Allergen-induced DC-related cell activation could be determined by upregulation of CD86. Upregulation of HLA-DR levels was found to be much less pronounced (not shown). An alternative read-out parameter for future refinement of the assay might be induction of tyrosine phosphorylation (37). Significant CD86-upregulation was shown for the known strong allergens TNBS (Figs 2 and 3), PPD (Fig. 4), and 2-amino-p-cresol (Fig. 5). Increase in CD86-MFI occurred proportional to allergen concentrations until toxic levels were reached as detectable by 7-AAD staining. For PPD and 2-amino-p-cresol, the toxic limit was low. Sensitizing potential could be detected because DC-related cells in coculture showed an unprecedented sensibility to contact allergens. For example, half-maximal CD86-upregulation occurred in solitarily cultured dendritic cells at more than sixfold higher concentrations of TNBS (21). 4-aminoacetanilide did not reveal significant effects in common LLNA sensitization protocols. Only the use of a modified protocol with a high-concentration challenge resulted in a significant increase of lymphnode weight and cellularity (32). In concordance, the in vitro assay characterized 4-aminoacetanilide as a weak allergen (Fig. 5).

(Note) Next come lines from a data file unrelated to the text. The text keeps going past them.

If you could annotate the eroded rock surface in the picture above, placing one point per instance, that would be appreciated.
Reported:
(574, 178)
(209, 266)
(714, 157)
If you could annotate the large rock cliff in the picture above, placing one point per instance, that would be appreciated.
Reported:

In each assay, 100 μM TNBS was included as a positive control for functionality. The variance of CD86-upregulation was very low. Even the use of different cell donors did not particularly increase variance (Figs 2 and 3). Such a stable reaction proved the reliability of this assay. For example, the finding that SDS at 20 μM did not cause a sensitization, is based on experiments in which the same batch of cocultured DC-related cells proved positive for TNBS (Fig. 6). Keratinocyte and monocytes do not need to originate from the same donor as cells of the adaptive immune system are not functionally integrated. However, the presence of some residual lymphocytes, as in case of adherence-based monocyte enrichment, did not influence test results (Fig. 2C). The proposed in vitro assay for detection of contact allergens showed a high sensitivity and reproducibility. Comparison of half-maximal effect levels would allow classification of allergens (as strong–moderate–weak). Individual cell donors did not critically influence test results. The test kit can be set up from cryopreserved cells, and cells were cultured under serum-free conditions. The assay is easy to perform. We would like to invite interested laboratories to participate in further evaluation.
We want to thank T. Platzek from Bundesinstitut für Risikobewertung, Berlin, Germany for fruitful discussions.
Conflict of interest
D.Briechle from TeSens has filed a patent for production of the in vitro assay and for its use in prediction of sensitizing potential. The other authors state no conflict of interest.